Scientists have traced mammoth DNA more than a million years old

In an achievement right at the limit of our scientific capabilities, an international team of geneticists has recovered and sequenced the oldest DNA to date.

From the teeth of three ancient mammoths that roamed Siberia between 700,000 and 1.2 million years ago, researchers extracted highly degraded DNA and reassembled it to reveal a previously unknown genetic mammoth line.

Previously, the oldest recovered DNA sample came from a horse bone found in the Yukon permafrost, which dates back to 560,000 to 780,000 years ago.

“This DNA is incredibly old,” said evolutionary geneticist Love Dalén of the Center for Paleogenogenics in Sweden. “The monsters are a thousand times older than the remains of Viking, and even pre-date the existence of humans and Neanderthals.”

About a million years ago, even woolly mammoths (Mammuthus primigenius) did not yet exist. The well-known and beloved animals first began to emerge about 800,000 years ago and lived in the frozen climate of the earth until they finally became extinct about 4,000 years ago.

Since it is relatively recent, in geological time, and because they prefer cold habitats (which better preserve the remains), we know quite a bit about these ancient creatures.

Wool mammoths exist alongside Columbian mammoths (M. columbi), which inhabited North America and became extinct about 11,500 years ago.

Their predecessors, the mammoths from which woolly mammoths evolved, are less well known. We know that woolly mammoths are descended from steppe mammoths (M. trogontherii), which roamed most of Eurasia until about 200,000 years ago. We also thought that Columbian mammoths are descended from steppe mammoths that migrated to North America about 1.5 million years ago.

In an effort to find out more about this ancestor, the scientists turned the giant genealogy register on its head.

The three giant teeth from which they extracted DNA were excavated decades ago and have been carefully preserved in a museum collection. The youngest, 700,000 years old, belonged to a woolly mammoth – one of the earliest known. The older two, more than 1 million years old, were expected to belong to the steppe mammoth.

Through careful repairs and comparative efforts, the researchers were able to summarize and sequence the DNA preserved in the hard enamel of the animals’ teeth. The second oldest of the three specimens, found in Adycha, pointed this out: it was very close to steppe in morphology and DNA.

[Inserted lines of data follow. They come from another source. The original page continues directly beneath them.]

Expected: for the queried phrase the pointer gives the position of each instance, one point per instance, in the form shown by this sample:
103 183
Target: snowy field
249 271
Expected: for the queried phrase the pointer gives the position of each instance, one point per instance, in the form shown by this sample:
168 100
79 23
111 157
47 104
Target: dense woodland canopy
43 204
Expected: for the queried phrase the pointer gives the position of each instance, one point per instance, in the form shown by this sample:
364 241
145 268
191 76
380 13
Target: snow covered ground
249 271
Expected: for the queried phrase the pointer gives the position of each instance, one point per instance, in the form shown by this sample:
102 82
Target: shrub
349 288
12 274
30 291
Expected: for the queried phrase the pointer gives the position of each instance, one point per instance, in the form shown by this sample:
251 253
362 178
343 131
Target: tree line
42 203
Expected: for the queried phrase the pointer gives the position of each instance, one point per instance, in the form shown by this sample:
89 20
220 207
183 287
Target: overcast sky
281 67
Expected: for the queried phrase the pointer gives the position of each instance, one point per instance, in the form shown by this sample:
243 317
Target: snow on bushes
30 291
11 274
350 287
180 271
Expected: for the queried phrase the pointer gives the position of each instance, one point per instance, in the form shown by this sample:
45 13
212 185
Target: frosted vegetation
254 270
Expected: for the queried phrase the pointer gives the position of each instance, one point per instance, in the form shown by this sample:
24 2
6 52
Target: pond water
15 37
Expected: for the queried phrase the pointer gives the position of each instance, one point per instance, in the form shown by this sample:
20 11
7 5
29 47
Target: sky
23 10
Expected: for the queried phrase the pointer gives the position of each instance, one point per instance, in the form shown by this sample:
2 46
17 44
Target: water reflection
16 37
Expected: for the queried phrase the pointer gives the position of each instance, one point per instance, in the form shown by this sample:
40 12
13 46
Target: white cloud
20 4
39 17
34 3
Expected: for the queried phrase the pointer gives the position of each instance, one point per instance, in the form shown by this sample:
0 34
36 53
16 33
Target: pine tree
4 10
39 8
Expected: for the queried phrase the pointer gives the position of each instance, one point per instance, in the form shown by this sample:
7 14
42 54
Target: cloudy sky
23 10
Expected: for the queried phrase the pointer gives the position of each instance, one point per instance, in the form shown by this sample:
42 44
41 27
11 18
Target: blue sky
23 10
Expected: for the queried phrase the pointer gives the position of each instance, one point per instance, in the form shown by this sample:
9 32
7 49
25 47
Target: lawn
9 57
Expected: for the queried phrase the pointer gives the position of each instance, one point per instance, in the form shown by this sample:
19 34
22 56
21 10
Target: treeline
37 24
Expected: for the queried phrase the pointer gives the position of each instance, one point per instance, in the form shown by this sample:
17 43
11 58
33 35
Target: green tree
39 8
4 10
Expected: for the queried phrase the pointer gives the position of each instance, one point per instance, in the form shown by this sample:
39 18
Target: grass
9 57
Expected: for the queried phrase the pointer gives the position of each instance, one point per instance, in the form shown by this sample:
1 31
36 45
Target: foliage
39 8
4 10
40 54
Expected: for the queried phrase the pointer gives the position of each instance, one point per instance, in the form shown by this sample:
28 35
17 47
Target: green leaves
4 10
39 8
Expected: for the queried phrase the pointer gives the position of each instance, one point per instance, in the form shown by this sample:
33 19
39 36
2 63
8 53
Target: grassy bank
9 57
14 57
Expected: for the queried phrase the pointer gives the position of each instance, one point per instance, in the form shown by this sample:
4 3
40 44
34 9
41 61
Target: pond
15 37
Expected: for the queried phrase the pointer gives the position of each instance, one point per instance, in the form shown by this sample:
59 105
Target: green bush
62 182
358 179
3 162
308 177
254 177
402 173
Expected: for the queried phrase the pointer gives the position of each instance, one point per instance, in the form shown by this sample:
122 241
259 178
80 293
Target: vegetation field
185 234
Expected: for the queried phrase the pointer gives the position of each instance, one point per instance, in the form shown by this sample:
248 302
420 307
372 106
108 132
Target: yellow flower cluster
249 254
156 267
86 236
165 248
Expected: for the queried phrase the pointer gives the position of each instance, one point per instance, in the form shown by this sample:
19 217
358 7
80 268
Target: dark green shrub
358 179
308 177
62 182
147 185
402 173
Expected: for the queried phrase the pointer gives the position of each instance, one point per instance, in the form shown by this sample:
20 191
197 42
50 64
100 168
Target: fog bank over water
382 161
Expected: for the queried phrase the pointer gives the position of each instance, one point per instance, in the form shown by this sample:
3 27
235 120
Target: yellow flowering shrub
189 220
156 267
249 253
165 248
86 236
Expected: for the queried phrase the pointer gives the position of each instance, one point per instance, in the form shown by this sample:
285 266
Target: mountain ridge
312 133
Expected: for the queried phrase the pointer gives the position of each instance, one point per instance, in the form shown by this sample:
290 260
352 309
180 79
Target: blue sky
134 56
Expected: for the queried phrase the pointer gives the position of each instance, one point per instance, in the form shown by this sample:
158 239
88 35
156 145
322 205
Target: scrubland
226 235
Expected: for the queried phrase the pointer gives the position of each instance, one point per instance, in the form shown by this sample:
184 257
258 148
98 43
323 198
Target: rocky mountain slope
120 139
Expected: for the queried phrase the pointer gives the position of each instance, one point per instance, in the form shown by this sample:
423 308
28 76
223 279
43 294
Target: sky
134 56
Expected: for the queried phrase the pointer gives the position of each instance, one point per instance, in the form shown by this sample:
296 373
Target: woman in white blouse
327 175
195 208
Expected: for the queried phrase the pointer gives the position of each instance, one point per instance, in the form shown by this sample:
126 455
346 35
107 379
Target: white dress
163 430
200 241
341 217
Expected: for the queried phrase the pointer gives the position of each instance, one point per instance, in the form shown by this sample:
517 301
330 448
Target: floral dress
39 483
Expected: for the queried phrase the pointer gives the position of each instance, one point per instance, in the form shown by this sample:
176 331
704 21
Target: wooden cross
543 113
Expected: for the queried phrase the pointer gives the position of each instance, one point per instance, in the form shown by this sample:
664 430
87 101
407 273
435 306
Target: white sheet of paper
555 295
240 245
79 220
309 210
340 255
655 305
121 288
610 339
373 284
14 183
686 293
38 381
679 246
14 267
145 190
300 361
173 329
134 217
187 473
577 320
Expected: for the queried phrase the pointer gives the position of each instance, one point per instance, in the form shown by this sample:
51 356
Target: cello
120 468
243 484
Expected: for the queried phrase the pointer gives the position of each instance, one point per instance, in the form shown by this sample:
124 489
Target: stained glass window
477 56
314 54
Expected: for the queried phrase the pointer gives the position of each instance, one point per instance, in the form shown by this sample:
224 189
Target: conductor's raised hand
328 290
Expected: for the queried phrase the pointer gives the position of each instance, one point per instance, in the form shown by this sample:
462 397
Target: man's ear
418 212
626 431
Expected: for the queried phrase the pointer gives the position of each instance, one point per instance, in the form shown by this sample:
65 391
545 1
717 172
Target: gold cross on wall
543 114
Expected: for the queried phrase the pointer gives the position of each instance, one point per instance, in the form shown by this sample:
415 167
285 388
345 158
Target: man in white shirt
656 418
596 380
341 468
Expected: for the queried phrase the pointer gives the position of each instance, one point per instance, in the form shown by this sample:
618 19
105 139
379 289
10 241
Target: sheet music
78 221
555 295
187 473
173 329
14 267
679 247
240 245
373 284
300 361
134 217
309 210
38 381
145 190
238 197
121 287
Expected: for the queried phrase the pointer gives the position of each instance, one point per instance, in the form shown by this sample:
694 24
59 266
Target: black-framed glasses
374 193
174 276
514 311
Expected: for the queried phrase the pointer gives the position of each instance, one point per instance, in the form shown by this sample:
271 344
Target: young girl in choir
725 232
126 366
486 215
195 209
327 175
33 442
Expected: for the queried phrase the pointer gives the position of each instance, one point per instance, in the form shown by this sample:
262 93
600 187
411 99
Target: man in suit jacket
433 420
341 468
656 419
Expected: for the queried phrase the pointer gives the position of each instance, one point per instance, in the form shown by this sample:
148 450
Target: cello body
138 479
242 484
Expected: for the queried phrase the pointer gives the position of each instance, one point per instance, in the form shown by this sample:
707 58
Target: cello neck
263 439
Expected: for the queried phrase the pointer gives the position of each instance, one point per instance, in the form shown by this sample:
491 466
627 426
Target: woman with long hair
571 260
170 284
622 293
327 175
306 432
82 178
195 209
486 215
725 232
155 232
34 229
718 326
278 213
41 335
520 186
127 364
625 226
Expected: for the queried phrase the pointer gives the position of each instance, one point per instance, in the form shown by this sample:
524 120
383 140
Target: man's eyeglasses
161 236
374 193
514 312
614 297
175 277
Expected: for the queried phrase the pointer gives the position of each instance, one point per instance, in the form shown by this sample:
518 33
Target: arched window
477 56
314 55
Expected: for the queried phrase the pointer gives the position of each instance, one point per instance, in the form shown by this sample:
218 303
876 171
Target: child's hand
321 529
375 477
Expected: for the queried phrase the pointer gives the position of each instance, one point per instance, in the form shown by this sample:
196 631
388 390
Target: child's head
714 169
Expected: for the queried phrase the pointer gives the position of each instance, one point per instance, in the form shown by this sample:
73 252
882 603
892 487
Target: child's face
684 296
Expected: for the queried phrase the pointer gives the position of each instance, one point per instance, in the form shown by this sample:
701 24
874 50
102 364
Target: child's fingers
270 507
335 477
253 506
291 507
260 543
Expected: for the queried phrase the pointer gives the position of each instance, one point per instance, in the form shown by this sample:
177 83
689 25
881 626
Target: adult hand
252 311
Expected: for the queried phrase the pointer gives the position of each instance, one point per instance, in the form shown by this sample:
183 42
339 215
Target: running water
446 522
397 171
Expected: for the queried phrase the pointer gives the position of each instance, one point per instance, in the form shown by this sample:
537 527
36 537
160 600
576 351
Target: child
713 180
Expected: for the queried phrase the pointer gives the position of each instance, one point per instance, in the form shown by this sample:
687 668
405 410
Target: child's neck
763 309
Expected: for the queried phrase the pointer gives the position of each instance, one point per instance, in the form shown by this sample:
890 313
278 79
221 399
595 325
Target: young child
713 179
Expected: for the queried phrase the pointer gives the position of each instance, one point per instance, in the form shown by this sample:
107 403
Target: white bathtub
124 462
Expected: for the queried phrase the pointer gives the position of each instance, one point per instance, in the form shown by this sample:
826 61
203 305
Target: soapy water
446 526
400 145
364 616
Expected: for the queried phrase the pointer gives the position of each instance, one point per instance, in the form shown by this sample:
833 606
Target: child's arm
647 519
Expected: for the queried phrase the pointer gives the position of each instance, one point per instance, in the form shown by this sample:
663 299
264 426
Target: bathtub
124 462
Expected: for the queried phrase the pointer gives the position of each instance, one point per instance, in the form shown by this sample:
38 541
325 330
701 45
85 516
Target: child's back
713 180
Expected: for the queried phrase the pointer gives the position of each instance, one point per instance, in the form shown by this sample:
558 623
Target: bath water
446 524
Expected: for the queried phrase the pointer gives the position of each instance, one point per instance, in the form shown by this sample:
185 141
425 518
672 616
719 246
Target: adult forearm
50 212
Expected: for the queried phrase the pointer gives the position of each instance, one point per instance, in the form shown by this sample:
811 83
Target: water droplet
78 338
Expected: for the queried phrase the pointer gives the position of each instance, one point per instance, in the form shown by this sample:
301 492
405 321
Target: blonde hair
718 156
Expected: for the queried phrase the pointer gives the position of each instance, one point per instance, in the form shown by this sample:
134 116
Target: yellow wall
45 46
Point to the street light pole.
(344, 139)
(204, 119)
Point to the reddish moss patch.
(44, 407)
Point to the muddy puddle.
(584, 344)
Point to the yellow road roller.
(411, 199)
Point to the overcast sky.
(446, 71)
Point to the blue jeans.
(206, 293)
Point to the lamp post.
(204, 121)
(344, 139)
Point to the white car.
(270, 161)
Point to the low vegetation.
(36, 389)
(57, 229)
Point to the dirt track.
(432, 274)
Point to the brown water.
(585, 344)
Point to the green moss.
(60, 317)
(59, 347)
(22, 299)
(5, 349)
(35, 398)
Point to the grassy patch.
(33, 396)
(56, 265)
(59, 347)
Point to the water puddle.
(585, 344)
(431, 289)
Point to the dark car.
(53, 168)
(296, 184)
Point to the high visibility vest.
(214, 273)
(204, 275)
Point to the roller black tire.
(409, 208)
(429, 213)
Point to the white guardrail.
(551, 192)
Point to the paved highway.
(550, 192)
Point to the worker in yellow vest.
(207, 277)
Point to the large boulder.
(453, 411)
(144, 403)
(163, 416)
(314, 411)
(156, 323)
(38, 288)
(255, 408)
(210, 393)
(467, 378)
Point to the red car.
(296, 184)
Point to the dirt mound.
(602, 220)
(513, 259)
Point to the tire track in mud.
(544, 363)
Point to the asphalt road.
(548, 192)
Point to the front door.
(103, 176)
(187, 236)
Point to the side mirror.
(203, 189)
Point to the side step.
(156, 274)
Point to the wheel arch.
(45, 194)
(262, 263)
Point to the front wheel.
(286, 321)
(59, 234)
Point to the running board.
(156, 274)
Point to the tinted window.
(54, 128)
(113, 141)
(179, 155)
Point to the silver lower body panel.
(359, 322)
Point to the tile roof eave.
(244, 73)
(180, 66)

The oldest specimen, found in Krestovka and dating from about 1.6 million years ago, was more surprising. It appears to belong to a previously unknown genetic mammoth lineage that deviated from a common ancestor more than 2 million years ago.

“It was a total surprise to us,” said geneticist Tom van der Valk of Uppsala University in Sweden.

“All previous studies indicated that at that time there was only one species of mammoth in Siberia, called the steppe mammoth. But our DNA analyzes now show that there were two different genetic descendants, which we refer to here as the Adycha mammoth. “We can’t say for sure yet, but we think it could represent two different kinds.”

It gets even more interesting. By comparing the DNA of these ancient mammoths with those that came later, the researchers found that it could have been the Krestovka mammoth that crossed the Bering Land Bridge to North America 1.5 million years ago, not the steppe mammoth. not.

The DNA of the Columbian mammoth contains a mixture of Krestovka and woolly mammoth, suggesting that the two bred when woolly mammoths migrated to North America and caused a hybrid.

“This is an important discovery,” said paleogeneticist Patrícia Pečnerová of the University of Copenhagen in Denmark. “It appears that the Columbian mammoth, one of the most iconic ice age species in North America, evolved through a hybridization that occurred about 420 thousand years ago.”

The Adycha mammoth, though more in line with expectations, also had some secrets to reveal. By comparing its genome with that of woolly mammoths from 700,000 to a few thousand years ago, the team tried to understand how the woolly mammoth was adapted to a frozen Arctic environment.

The traits associated with the adaptation – genes associated with thermoregulation, hair growth, circadian rhythm and white and brown fat deposits – were already present in the Adycha genome, long before the woolly mammoth emerged. But the animals also continued to evolve; the gene involved in observing temperature, for example, had more variants in later woolly mammoths.

The techniques of the team will not work for all remnants. The cold temperature of the permafrost slows down the degradation of DNA, so residues of a similar age from other sites are likely to be degraded; and within the permafrost there is a limit to how far back the DNA can be recovered.

“One of the big questions now is how far we can go back in time. We have not yet reached the limit,” said molecular archaeologist Anders Götherström of the Center for Paleogenogenics.

“An educated guess would be that we could recover DNA that is 2 million years old and possibly even go back as far as 2.6 million. Previously, there was no permafrost where old DNA could have been preserved.”

Many conservative creatures have been exhumed from the permafrost of the earth. The research shows that remarkable discoveries lurk in bones that were previously considered too old to try to study.

The research was published in Nature.